Exploring Service Use and Patients' Pathways in a Community Neuropsychiatry Clinic, a Service Evaluation: What Does the Data Tell Us?

Olubunmi Olure, Asmaa Hussein, Obumneme Chinweuba, Verity Williams, Samr Dawood

Aims:

We aimed to explore the characteristics of referrals to an NHS outpatient neuropsychiatry service, define patient pathways, and identify interventions provided.

Methods:

We included all new referrals to the service between 1/10/2024 and 31/01/2025. We examined electronic clinic records (Rio) retrospectively and extracted anonymised data using an NHS-approved online data-collection tool (‘Gather’). We used ‘Gather’ and Excel for data analysis, employing descriptive statistics. 165 records were reviewed.

Results:

93% of referred patients were of working age, with 4 referrals aged under 18.Most were female (64%) and 80% were white British. 129 patients had working status recorded: 52% received welfare benefits. 75% had social support; mostly from family. Most referrals came from Primary Care and Neurology.

70% of referrals had a functional neurological disorder (FND) (30% non-epileptic attack disorder (NEAD), 40% other FND). Other diagnoses included epilepsy (n=8), traumatic brain injury (n=1), Huntington’s disease (n=2), MS (n=2) and Tourette's/tic disorder (n=4). 103 patients (62%) had previous psychological history and 59% had previous mental health service contact. 67% were prescribed psychotropic medications at referral. The most common comorbid mental health problem was anxiety (45 patients, 27%), 37 patients had depression (22%). 16 patients were autistic (10%). 70% had previous physical health problems; 39% previous neurological problems, 18% non-neurological problems and 43% both.

All referrals received multidisciplinary team (MDT) review; 52% of referrals were accepted following this.

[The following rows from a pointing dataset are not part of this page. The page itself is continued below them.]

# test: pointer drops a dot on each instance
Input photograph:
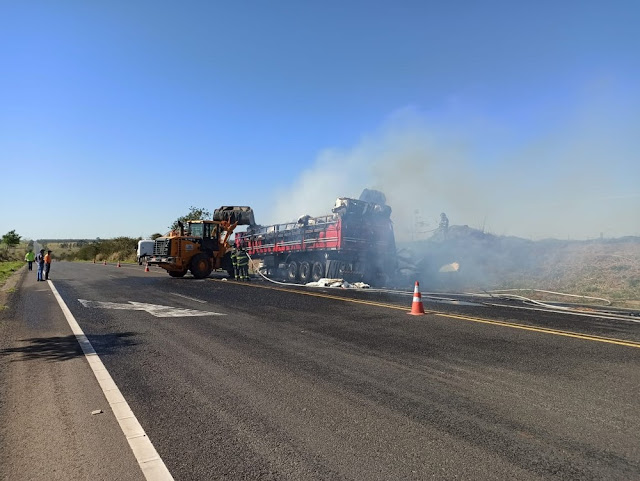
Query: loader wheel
(292, 271)
(201, 266)
(177, 273)
(305, 272)
(317, 271)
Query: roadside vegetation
(121, 249)
(7, 268)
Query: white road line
(187, 297)
(148, 458)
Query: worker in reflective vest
(242, 258)
(234, 263)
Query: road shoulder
(47, 429)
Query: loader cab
(204, 229)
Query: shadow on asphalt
(63, 348)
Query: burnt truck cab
(200, 246)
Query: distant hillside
(603, 268)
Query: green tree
(195, 213)
(11, 238)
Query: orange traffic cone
(416, 306)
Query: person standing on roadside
(40, 262)
(242, 258)
(30, 257)
(47, 265)
(234, 262)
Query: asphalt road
(281, 383)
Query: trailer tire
(201, 266)
(292, 271)
(317, 271)
(305, 272)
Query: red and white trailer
(355, 243)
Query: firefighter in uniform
(234, 262)
(242, 258)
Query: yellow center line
(512, 325)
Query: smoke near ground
(573, 174)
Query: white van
(145, 249)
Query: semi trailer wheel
(292, 271)
(317, 271)
(305, 272)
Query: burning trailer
(355, 243)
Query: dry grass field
(604, 268)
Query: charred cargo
(355, 243)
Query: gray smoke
(573, 181)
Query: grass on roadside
(8, 268)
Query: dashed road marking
(512, 325)
(148, 458)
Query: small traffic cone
(417, 308)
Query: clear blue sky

Mean waiting time between received referral and MDT discussion was 10 days. Most patients (52%) had documented investigations at referral. Of these, 81% had brain imaging or EEG completed. Mean waiting time for initial assessment/triage was 52 days; most patients were triaged by specialist nurse. 14% of referrals were discharged post-triage, mostly to primary care/self-help. Average length of stay within the service was 233 days. During the period evaluated, 19% of patients were receiving psychotherapy (11% 1:1 therapy, 8% group). 16 patients were referred to neurophysiology. 36% were prescribed medication during their treatment, mostly antidepressants. Of discharged patients, 67% were discharged to GP and 15% to community mental health services.

Conclusion:

Referrals to the community neuropsychiatry service were characterised by complex comorbidities and clinical challenges. A significant percentage of referrals involved functional neurological presentations, with psychiatric comorbidities and social vulnerabilities. Clients received multiple types of interventions. The findings emphasise the importance of multidisciplinary assessments and integrated care pathways to address the needs of this population and guide future service development.